Reasons For Abandonment

Animals come to sanctuaries for a variety of reasons. In the case of domestic pets, it may be a behavior problem the family is unable or unwilling to correct. They may have been abused or neglected. Exotic animals are often purchased with little thought for the special needs of non-domestic species, or they may simply become too expensive to maintain. In the eyes of some, work or show animals may have outlived their usefulness. Each animal's story is unique but the basic situation is all too common. These pets are often the victims of ignorance, purchased only for the thrill of being able to boast of exotic animal ownership.

There are hundreds of organizations nationwide that have formed to help care for abandoned or abused animals. Sanctuaries, shelters, rehabilitation centers and rescue organizations are groups that provide assistance with animal issues. Each group provides a vital service.

Rescue groups may take in strays or answer cases of abuse. Rehabilitation centers offer medical care and physical therapy for those animals that have been wounded, most often wildlife. Shelters provide homes for animals until an adoptive home can be found. The lines often blur between groups and you will find that many humane organizations participate in several aspects of animal welfare.

A sanctuary differs from these organizations in that it is considered a permanent home for the animals that live there. Sanctuaries offer no adoption programs, and there is limited visitation, usually only done in an effort to provide public education and fund raising. All efforts of the sanctuary staff go into the day-to-day needs of the animals such as feeding, cleaning and medical needs. The environment is maintained as natural and as stress-free as possible. Any given sanctuary will vary in the types of animals that are in residence. Some sanctuaries provide homes for only one type of animal, such as wolves or big cats. Other sanctuaries are divided to provide space for several different species. There are sanctuaries that rescue animals retired from medical experimentation, circus acts, or athletic competitions.

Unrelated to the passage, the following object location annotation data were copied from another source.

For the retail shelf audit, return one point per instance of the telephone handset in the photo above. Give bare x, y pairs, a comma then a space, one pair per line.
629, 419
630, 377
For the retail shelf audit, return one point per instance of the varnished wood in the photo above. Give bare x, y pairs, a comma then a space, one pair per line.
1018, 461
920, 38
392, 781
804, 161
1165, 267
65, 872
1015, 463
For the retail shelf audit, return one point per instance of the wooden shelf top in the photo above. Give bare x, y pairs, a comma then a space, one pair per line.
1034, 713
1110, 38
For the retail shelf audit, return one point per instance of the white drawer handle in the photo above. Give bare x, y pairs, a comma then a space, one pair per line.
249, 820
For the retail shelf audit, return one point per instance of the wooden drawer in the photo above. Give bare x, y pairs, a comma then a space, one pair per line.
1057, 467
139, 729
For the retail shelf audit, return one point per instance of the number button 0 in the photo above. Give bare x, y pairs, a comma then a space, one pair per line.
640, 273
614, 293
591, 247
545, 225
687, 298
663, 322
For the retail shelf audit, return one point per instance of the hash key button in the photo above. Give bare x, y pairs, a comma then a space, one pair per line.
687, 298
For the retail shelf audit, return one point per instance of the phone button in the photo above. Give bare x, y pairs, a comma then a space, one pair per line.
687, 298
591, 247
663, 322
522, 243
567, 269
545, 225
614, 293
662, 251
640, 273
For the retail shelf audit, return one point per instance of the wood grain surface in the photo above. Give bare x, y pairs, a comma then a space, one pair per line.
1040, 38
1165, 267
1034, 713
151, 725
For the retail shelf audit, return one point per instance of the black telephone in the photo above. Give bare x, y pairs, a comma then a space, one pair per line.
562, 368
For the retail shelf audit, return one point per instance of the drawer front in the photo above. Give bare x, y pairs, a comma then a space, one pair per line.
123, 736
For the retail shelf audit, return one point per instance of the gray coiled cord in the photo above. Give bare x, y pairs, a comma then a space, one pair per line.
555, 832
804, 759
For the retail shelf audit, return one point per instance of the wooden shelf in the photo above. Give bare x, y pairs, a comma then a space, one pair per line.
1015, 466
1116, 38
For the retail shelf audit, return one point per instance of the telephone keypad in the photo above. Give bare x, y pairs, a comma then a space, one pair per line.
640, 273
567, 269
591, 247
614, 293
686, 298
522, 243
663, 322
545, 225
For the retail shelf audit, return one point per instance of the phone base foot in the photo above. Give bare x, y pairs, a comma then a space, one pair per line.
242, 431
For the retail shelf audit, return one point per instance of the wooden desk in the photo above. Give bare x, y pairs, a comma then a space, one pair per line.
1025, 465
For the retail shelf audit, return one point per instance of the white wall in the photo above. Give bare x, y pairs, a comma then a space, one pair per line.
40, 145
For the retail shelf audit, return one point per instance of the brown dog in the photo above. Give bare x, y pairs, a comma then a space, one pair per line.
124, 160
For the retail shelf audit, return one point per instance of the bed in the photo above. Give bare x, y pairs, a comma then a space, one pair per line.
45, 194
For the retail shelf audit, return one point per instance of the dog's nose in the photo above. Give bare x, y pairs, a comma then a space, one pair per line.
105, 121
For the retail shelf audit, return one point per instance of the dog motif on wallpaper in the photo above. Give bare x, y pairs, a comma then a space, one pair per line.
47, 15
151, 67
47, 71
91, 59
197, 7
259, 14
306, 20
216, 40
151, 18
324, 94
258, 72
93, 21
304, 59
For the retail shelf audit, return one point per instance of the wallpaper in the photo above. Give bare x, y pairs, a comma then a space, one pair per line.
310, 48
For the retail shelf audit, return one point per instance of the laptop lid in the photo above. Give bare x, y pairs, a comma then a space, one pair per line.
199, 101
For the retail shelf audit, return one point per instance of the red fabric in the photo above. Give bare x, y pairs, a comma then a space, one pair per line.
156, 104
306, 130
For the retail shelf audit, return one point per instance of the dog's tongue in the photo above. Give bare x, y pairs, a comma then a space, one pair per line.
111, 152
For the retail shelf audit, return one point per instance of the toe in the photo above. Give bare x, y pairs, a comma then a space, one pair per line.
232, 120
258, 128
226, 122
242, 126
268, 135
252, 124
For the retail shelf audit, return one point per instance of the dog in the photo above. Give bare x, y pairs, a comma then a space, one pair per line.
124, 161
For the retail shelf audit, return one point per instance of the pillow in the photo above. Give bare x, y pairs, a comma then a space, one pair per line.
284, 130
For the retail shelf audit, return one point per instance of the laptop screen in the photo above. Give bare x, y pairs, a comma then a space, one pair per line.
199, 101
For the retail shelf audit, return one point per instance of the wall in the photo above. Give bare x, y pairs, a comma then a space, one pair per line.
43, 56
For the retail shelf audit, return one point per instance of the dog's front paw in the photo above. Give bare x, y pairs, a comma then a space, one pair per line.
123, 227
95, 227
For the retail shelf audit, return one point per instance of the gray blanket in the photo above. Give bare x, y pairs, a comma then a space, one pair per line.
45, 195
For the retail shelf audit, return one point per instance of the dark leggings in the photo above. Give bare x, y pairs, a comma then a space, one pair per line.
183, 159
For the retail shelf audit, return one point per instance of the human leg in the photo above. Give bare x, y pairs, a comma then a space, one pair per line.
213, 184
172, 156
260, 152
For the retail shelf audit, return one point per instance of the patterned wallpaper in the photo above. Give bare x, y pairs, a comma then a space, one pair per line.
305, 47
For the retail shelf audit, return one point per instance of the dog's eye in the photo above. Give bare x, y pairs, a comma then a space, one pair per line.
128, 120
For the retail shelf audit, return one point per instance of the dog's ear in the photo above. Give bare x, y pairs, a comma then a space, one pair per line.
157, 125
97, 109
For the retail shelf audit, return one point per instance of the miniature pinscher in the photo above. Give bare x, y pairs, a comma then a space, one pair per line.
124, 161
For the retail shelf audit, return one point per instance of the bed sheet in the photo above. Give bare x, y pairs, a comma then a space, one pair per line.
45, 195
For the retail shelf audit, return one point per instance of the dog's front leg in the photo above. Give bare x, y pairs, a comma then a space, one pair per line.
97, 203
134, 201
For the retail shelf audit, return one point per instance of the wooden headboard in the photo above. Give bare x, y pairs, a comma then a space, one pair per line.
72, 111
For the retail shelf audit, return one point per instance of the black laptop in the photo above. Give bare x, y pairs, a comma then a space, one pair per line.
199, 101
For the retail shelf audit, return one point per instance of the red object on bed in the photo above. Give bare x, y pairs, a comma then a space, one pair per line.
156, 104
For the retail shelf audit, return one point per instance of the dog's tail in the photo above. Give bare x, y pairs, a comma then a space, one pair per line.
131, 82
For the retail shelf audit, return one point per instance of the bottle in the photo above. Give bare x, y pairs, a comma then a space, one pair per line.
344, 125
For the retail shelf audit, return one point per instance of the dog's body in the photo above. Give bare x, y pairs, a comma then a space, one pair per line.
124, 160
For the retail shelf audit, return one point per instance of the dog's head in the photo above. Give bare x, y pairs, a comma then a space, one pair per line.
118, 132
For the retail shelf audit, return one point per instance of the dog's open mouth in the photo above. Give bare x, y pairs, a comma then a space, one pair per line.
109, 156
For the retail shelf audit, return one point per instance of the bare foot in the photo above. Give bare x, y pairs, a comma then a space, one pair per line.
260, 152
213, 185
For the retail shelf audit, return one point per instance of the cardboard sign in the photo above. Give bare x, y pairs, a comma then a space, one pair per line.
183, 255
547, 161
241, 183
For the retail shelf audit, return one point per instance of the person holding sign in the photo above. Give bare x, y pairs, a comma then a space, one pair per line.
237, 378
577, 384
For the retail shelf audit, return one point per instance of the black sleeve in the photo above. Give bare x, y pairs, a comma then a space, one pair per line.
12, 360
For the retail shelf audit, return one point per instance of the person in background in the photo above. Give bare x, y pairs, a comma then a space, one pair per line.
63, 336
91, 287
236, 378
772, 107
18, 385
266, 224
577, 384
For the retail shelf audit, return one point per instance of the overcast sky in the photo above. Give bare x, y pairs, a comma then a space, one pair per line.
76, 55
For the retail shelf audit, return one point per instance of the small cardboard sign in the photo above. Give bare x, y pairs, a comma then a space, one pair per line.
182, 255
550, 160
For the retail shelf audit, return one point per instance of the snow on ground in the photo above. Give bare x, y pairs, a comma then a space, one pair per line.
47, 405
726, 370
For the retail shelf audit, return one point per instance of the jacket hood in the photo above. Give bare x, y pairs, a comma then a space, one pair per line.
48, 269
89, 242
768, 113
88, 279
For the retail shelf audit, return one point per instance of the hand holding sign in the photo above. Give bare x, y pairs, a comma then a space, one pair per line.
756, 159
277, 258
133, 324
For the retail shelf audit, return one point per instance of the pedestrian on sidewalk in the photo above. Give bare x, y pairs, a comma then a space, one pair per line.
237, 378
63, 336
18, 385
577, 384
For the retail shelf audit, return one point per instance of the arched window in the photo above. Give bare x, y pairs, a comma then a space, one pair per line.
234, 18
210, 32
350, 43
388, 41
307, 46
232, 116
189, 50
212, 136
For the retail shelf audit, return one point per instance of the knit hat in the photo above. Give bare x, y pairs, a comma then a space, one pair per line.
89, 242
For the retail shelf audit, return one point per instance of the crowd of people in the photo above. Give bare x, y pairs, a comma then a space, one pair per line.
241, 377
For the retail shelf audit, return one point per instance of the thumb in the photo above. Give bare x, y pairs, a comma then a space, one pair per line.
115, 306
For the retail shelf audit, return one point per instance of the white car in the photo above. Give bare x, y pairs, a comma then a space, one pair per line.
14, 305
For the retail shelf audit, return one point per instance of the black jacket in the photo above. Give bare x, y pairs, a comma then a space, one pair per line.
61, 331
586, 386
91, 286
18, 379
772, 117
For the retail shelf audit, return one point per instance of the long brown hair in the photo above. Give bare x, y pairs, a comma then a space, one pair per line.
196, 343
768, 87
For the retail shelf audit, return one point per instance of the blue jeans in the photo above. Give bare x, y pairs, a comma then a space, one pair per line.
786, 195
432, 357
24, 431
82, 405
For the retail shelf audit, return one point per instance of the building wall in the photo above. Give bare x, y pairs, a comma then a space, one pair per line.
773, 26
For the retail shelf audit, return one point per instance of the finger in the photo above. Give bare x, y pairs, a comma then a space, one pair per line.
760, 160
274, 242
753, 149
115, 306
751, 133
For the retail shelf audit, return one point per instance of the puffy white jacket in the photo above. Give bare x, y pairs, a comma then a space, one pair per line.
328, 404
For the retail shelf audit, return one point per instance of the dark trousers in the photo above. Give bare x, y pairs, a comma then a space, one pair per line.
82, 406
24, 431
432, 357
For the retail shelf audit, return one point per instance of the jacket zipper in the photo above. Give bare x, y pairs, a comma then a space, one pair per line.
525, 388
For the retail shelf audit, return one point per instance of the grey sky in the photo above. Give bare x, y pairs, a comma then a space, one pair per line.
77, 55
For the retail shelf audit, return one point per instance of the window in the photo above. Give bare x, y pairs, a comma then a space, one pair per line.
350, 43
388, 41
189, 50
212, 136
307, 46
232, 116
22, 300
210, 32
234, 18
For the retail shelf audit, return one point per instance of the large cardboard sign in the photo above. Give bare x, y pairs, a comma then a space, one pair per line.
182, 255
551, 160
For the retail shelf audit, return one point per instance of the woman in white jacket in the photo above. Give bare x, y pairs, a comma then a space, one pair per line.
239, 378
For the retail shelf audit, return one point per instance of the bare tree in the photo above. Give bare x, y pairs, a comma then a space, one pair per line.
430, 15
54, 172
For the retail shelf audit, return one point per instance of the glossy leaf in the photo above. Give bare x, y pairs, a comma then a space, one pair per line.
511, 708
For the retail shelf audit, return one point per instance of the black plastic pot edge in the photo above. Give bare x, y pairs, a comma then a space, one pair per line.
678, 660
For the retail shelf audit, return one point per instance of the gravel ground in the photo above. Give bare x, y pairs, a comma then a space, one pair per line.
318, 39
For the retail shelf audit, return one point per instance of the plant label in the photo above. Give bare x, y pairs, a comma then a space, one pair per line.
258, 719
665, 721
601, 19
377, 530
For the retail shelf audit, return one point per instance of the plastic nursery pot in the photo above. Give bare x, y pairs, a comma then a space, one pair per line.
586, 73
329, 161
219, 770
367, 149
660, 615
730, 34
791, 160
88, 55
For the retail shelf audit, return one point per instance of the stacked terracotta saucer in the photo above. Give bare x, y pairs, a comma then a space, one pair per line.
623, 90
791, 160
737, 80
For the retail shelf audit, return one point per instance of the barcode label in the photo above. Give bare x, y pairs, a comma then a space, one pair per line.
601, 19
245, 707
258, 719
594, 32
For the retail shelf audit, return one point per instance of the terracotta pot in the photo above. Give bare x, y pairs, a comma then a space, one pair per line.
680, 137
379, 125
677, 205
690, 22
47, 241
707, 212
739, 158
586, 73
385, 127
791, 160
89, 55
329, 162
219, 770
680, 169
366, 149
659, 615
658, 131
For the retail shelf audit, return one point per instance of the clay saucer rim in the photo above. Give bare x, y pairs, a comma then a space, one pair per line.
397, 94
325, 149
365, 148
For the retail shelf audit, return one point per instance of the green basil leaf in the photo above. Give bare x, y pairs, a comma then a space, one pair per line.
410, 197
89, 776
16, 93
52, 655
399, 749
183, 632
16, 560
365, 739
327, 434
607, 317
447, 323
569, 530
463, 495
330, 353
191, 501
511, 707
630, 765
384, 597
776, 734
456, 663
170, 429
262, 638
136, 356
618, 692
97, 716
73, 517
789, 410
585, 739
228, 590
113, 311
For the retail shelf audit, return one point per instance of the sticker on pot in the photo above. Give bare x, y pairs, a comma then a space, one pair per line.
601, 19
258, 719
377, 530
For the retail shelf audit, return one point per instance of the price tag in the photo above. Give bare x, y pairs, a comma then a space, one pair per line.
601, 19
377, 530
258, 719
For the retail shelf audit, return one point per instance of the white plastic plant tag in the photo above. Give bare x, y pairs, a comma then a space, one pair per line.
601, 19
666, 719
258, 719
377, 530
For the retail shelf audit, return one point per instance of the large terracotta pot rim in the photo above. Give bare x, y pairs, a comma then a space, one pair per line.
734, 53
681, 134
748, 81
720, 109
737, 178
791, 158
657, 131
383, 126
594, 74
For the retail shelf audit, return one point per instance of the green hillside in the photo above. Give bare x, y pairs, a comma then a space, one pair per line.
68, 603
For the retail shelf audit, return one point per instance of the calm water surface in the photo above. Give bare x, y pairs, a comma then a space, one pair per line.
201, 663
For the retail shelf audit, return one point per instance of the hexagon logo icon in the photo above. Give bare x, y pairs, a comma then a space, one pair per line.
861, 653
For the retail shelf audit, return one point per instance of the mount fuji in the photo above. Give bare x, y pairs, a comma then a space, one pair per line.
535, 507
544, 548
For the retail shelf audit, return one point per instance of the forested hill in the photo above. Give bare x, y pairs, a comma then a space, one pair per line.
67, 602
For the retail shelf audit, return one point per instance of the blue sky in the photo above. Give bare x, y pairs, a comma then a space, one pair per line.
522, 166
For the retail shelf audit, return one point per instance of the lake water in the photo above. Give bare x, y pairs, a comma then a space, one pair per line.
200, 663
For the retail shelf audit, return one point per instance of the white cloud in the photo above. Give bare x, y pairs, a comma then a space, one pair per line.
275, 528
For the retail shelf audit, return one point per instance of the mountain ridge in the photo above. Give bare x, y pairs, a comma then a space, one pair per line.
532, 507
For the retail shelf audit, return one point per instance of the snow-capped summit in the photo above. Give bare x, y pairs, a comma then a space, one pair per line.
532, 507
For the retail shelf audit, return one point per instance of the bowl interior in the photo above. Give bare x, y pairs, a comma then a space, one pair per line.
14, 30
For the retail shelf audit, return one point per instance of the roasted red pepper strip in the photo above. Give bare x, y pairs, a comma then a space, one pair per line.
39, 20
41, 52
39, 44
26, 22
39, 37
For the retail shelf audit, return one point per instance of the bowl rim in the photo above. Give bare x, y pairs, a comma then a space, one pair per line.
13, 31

To be considered a sanctuary, a non-profit status must be obtained through the IRS and local government. Zoning laws in the state may need to be considered. In the case of private land ownership, permission and permits from the Department of Interior or Department of Fisheries and Wildlife may be necessary for housing and treatment of non-domestic species. You may be asked to document the size and natural features of the property, demonstrate adequate funding and have proper veterinary care set up before any animals are brought to the sanctuary. In the case of domestic animals, licensing by the USDA and regular inspections for management and husbandry will be established.

What You Can Do To Help

There are a lot of ways you can help. Start by spaying and neutering your pets, and keep them on your property where they are supervised. Discourage exotic animal auctions in your community. Volunteer at local shelters and humane organizations. Help with fund raising and public education. Report any case of animal neglect or abuse to the proper authorities.